Monday, October 24, 2011

The Sixty-Pack Edition

This was supposed to be the first edition of Running Numbers, where every so often numbers will be analyzed to see which teams, players and coaches are the best and worst at all things football.  This first edition was going to be about the worst teams since 1970, but in light of what happened last night in New Orleans, I have decided to spend some time talking about the "Blowout on the Bayou" or my favorite, the "Sixty-Pack on Bourbon Street".

I had a short discussion last night with a friend who called the Saints "classless" for running up the score against her way shorthanded Colts.  While I understand the feelings that happen when the favorite team is getting beaten badly, I disagree that the Saints did anything out of line.  New Orleans threw the ball ten times less than their season average last night, and seemed pretty content to run the ball on first and second down and let the clock run for most of the second half, including not calling a pass play in the fourth quarter.  If the Colts didn't want them to score anymore, they should have stopped a running play on defense.  I usually don't accuse teams of running up the score very much, because the team that is down rarely quits trying to run their offense.  An example is the Saints' last touchdown last night, which came on a pick-six by Curtis Painter.  If Indianapolis does not want to risk the score getting further out of hand, they shouldn't have been throwing the ball.  Hand it off, kneel on the ball when you get it, and go home.  Thanks for not showing up.  I would never tell a team that is losing that badly to quit.  I would also never tell a team that is winning by fifty points to quit playing.  They didn't throw it deep or do anything to try and slow down the game.  The Colts were so demoralized that they gave up 78 yards on the Saints' last twelve offensive plays.  They were all runs, and the last five were all behind the right guard.  That is as close to mercy from the Bill Parcells/Bill Belichick/Sean Payton coaching tree as you're gonna get.
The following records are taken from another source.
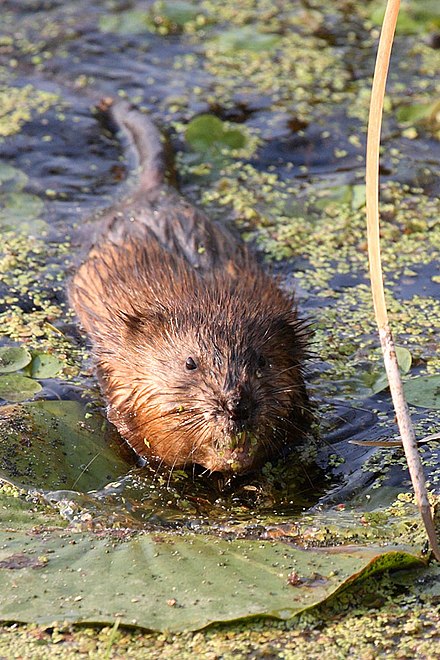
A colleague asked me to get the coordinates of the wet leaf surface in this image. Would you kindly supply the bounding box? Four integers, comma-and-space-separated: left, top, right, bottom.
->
403, 375, 440, 410
0, 532, 420, 632
0, 374, 42, 401
185, 115, 246, 152
0, 0, 440, 640
29, 353, 63, 380
0, 400, 131, 493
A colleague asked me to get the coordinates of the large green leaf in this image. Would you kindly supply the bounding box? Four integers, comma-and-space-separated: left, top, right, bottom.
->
0, 374, 41, 402
185, 115, 246, 152
403, 374, 440, 409
0, 531, 420, 631
0, 346, 32, 374
0, 400, 131, 492
30, 353, 64, 379
215, 25, 281, 53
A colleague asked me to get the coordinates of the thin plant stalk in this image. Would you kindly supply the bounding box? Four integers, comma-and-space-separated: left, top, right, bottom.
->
366, 0, 440, 561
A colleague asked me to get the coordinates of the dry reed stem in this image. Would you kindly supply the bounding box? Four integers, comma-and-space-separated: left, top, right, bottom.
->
366, 0, 440, 561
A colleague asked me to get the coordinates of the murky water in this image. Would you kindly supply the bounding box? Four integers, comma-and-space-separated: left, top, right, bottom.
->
0, 0, 440, 527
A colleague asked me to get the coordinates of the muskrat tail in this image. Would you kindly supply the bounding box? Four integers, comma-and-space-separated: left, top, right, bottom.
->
96, 98, 168, 191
There have been only twenty-two occurrences of a team scoring 60 points, including the playoffs, since 1940.  Three of those were in the AAFC in the 1940s.  The last time it happened was in the 1999 playoffs, where Jacksonville beat Miami by the same 62-7 score as last night, in Dan Marino's last game.  The last time a team was defeated by 55 or more points during the regular season was actually the 1973 New Orleans Saints who lost (surprise!) 62-7 to the Atlanta Falcons on opening day.  While last night's blowout was partly due to Peyton Manning not playing, that game got out of hand because Archie Manning was playing and throwing six interceptions.

The Cincinnati Bengals beat the Houston Oilers 61-7 in 1989.  I can't find the play by play for this game, so bear with me while I try to explain what happened in this game.  In an example of exactly what the Saints didn't do last night, I believe the score was 45-0 when the Bengals kicked off straight up in the air after a long touchdown pass.  The Oilers weren't ready for it, and one of the Bengals' players recovered the free ball, leading to another touchdown.  That is running up the score.

The Colts can take something from the fact that last night was not the biggest blowout loss in pro football history, it is just tied for fourth.  Pittsburgh beat the Giants 63-7 in 1952, and Cleveland beat Washington 62-3 in 1954, but the blowout of all time continues to be the 1940 NFL Championship Game.  Stats and boxscores were in their football infancy in those days and are often incomplete or hard to find, but this was a championship, so the whole thing is there.  The Chicago Bears beat the Washington Redskins 73-0.  Three Washington QBs (including Slingin' Sammy Baugh) threw eight interceptions, three of which the Bears brought back for scores.  There was no free substitution in this era, so one of the strangest facts about this game to a modern football fan is that there were five different Bears players who successfully kicked extra points in this game.

So the Colts have escaped the distinction of playing the worst game in history, now all they have to do is win a game so they don't end up on that Worst Teams list I've been working on.